Life over the past few years has been just plain hard, it's been full of terrifying moments, heartbreaking moments, life altering moments and tons of lessons. It's been full of learning about myself, of who I really am… of facing fear head on and moving forward when a lot of time all I wanted to do was stay at home on the couch. I used to tell my students all the time nothing that's really worth it comes easy… but in all honesty do we really want to go through the hard stuff to get to the really great stuff. I don’t know about you but so many times I just wish things were easier, that life wouldn’t be so hard all of the time.
And then God reminds me that he never promised life would be easy, matter of fact he said there would be trials in this world. These days I am finding encouragement and strength in knowing that in my weakness he is strong. That it is not my job to figure everything out it is just my job to trust him and take the next step. That’s not easy… like really not easy but my hope rests in the fact that Jesus is in control, not me… and I am so glad for that! Although, I really like it deep down I know life won't always be this hard, it won't always be so far out of my comfort zone and that this is just a season and seasons change. They change slowly but they do change.

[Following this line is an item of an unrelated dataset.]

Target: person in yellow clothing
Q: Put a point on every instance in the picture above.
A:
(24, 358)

So friends, I don’t know what tough stuff you are going through, I don’t know what curveball life has thrown your way, what unmet expectations or what feels like complete devastation you have in your life right now but I want you to know that it is okay for life to just be sucky sometimes. It doesn’t have to be sunshine and roses all the time. But I also want you to know that whatever you are going through is just a season, it won't always be this way and I don’t know about you but I find great hope in that.